The story starts as the narration of the life of a particular Stephan Verhovensky, a retired professor. The story describes his last days of life and the sequences of events that created a big riot in his town. The reason of this entire pandemonium is the arrival of a few young people into the town. Pyotor Verhovensky, son of Stephan, and Nikolay Stravrogin, son of Varvara Petrovna who is an old friend and love of Stephan and has also taken care of him for the past years. Pyotor is running an underground quintet of socialists and nihilists who are distributing manifestos and creating upsets in town. Then follow a series of abstruse events : Pyotor's ego-centric usage of the quintet, Shatov's (a former member of the socialist group) betrayal and murder, Nikolay's confessions, a town ball full of scandals. In the end we return to the travelling Stephan and watch him die like the eccentric he was.

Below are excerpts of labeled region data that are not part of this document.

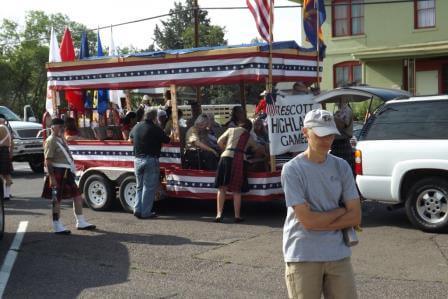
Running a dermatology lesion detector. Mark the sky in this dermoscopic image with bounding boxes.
[0,0,302,49]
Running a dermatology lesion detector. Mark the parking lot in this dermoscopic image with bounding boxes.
[0,164,448,298]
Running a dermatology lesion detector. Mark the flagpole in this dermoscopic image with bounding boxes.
[266,0,276,172]
[314,0,320,89]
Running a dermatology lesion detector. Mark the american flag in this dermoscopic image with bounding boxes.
[246,0,274,43]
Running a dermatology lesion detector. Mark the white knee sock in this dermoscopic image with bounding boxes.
[3,186,11,197]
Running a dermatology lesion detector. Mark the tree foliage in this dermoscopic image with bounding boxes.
[154,0,227,50]
[0,11,96,115]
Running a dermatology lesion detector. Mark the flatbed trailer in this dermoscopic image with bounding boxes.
[47,42,322,212]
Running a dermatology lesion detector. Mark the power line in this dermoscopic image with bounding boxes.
[0,0,432,47]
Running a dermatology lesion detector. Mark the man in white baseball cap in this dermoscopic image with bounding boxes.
[281,109,361,299]
[303,109,339,137]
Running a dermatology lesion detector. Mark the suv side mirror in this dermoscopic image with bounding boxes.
[23,105,37,122]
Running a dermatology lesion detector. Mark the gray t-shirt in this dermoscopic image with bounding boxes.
[281,153,359,262]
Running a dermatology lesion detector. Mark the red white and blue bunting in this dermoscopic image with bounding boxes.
[47,53,322,90]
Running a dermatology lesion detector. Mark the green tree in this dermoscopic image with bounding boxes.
[154,0,227,50]
[0,11,96,115]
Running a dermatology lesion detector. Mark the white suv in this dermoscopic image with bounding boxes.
[355,95,448,232]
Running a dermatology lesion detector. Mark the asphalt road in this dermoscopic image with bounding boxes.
[0,163,448,298]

What I perhaps found lacking in this book was a connection that I had previously established with Dostoyevsky's narrators. Here he is a simple narrator with little to do with the story. A bystander who observes and logs. And also I somehow found the series of scandals less scandalising than the behaviours of his central characters, which in my opinion should have been stressed upon a bit more. Either way, the philosophy behind the book was well conveyed and though a bit too drag on the whole, the book was interesting in bursts.